I'll weight it when I get a new one.. IF I need a new one. The second half is going to remain in place and only the first half is removed. Sometime this month I should have enough for the replacement parts and labor to get it all squared away and I'll weight it then :beer:


----------



## 20v master (May 7, 2009)

:thumbup:


----------



## Chuckmeister87 (Nov 10, 2009)

Is there anyone out there with ALLDATA who can tell me the suggest time it takes to replace the driver shaft and O2 sensor? I know these mofos are overcharging me labor and I want to bring them down to the labor hours they should only be charging me for.


----------



## Marcus_Aurelius (Mar 1, 2012)

20v master said:


> Any chance you can weigh the entire driveshaft? My buddy had a custom carbon driveshaft for his 3000GT and saved ~50 lbs. Granted that's a much heavier car with a more powerful drivetrain, and I don't know size comparisons to know if ours is similar, but his was a two piece style like ours with a coupling in the middle so I'm wondering if a carbon shaft would benefit us. This ones for you Eric! :laugh:


I had my car on a lift at the driveshaft shop to see what could be done. After looking at it, they said that our driveshaft is very unconventional and was designed with weight/space restrictions in mind. The heavy parts in our shafts are the joints, and they would have to remain unless going for single shaft design (they don't recommend that on the street, only a trailered car because the chances of twisting a single shaft is much greater). Conventional shafts on AWD cars are much bigger in diameter and longer (we only roll on a 96 inch wheelbase), so the weight saving won't be as drastic if attempted. It could definitely be done, but much more difficult and expensive for a lot less results. It has to be noted that the driveshaft shop don't do carbon fiber, but aluminum conversions (they did one for one of my EVO and I loved the results). 

I never got a chance to get our shaft on the scales, but I would love to have an option for our cars (especially when carbon could net more weight saving then aluminum). Adam, it is worth investigating the possibility, I guess the first step would be to find the overall weight of our shafts combined. opcorn:


----------



## 20v master (May 7, 2009)

Marcus_Aurelius said:


> Conventional shafts on AWD cars are much bigger in diameter and longer (we only roll on a 96 inch wheelbase), so the weight saving won't be as drastic if attempted.

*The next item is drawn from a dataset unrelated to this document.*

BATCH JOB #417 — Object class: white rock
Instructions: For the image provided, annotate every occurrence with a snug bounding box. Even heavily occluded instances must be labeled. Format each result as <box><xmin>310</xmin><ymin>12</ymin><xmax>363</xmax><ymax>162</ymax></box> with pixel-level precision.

3000GT wheelbase is only 97.2".


----------



## Marcus_Aurelius (Mar 1, 2012)

20v master said:


> 3000GT wheelbase is only 97.2".


I should have mentioned "of this era" knowing that you were part of the conversation! I wasn't looking at ancient and extinct dino stuff, where engineers had a different ideology. If you look at all the old school stuff, they are all shorter (EVO, STI, 323 GTX, Focus WRC, Corolla all-track WRC, Celica GT4, Peugot 206 WRC, VR4 3000GT, etc. of that era ). The "Theta golden ratio" of chassis building praised back then was 1.618 (wheelbase/track width). However, things changed circa 99-2001 towards increased high speed stability (fewer crashes and lawsuits), but at the expense of transition quickness and raw fun.

If you look at most platforms in the new millennium, you'll see the trend moving towards 102"+ wheelbases (except a few low production exotics), and those are the ones I was making a blanket statement about. 

Now back to working on getting a lighter 2 piece carbon driveshafts made for our platform!


----------



## 20v master (May 7, 2009)

..300ZX, RX7, etc etc. Someone weigh one please!


----------



## warranty225cpe (Dec 3, 2008)

opcorn:


----------



## Chuckmeister87 (Nov 10, 2009)

My new (used) drive shaft is coming through FedEx. 86k miles on it and a lifetime warranty for only $349 + $119(for the warranty)

FedEx says it's 25lbs, but I'll try to get a more accurate rating without the box and packaging when it gets here if you'd like. :beer:


----------